Assim, neste curso, continuamos a ver o caminho de Thay e como Thay cresce em meio a forças históricas que não estão separadas de Thay, e que se tornam Thay. Elas se tornam o que pensamos ser, o mestre Thich Nhat Hanh. Podemos lembrar que também somos lançados nessa situação em que nos encontramos hoje, e se aprendermos como realmente tomar refúgio no dharma, poderemos encontrar solidez, encontrar paz e felicidade, e poderemos realmente ser eficazes em fazer uma mudança. É isso que tenho aprendido cada dia mais.
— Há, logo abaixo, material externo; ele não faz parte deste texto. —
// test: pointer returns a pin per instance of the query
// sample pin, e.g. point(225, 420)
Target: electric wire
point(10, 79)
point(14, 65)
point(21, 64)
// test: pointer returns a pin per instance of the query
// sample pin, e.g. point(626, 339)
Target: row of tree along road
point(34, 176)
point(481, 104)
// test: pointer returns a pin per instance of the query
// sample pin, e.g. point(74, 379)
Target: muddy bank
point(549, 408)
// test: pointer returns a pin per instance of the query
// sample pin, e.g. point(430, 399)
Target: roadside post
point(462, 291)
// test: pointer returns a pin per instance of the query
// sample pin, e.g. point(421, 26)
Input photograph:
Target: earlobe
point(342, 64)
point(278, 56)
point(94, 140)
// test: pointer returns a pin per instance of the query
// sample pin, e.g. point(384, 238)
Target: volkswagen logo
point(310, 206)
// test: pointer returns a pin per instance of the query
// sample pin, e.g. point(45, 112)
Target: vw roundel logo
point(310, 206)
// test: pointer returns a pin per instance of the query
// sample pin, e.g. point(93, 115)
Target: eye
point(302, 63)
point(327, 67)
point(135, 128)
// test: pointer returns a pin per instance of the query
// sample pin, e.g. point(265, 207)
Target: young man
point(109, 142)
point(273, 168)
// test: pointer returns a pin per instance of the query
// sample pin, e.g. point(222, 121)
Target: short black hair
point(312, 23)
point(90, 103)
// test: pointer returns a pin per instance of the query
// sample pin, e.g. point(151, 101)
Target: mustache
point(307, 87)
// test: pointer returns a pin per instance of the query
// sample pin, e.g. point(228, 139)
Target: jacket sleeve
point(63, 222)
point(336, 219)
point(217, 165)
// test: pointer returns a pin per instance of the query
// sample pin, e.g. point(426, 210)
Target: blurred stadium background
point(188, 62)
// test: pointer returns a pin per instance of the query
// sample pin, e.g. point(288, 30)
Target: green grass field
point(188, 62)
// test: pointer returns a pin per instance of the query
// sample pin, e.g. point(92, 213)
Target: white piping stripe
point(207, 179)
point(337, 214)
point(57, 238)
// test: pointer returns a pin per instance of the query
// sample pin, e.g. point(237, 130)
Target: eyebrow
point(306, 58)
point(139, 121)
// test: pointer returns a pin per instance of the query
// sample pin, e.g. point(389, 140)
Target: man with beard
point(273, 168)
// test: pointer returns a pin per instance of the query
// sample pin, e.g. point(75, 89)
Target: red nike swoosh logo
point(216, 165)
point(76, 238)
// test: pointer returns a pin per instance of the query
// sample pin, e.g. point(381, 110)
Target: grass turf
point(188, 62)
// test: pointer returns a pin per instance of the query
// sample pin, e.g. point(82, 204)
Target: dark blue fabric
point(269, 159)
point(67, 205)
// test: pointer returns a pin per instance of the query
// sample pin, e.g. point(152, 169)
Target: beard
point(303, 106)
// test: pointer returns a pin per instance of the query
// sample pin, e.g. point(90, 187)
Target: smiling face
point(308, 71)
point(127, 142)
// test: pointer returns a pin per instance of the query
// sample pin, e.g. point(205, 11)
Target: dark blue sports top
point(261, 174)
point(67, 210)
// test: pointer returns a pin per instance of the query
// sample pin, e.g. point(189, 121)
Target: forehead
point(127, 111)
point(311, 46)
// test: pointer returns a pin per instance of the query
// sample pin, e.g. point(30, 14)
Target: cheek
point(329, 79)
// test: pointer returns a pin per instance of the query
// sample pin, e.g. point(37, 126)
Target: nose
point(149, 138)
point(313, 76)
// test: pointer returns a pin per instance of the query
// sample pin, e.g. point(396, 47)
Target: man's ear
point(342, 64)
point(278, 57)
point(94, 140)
Mas posso dizer que ontem à noite estava deitado e disse: "Agora é real. A prática não é apenas um exercício.” Porque às vezes eu pensava que havia alguma parte de mim, que ainda dizia: "Oh, nós estamos apenas testando isso, vamos ver se funciona", e tudo bem, finalmente, parecia que isso não era mais um experimento. Era a realidade.
Fiquei um pouco surpreso porque pensei que eu não estava lá, que havia uma parte de mim que ainda estava tentando ser o observador olhando a história de uma boa distância, na tela de um computador, da Wikipédia, ou do conforto das minhas cobertas quentes.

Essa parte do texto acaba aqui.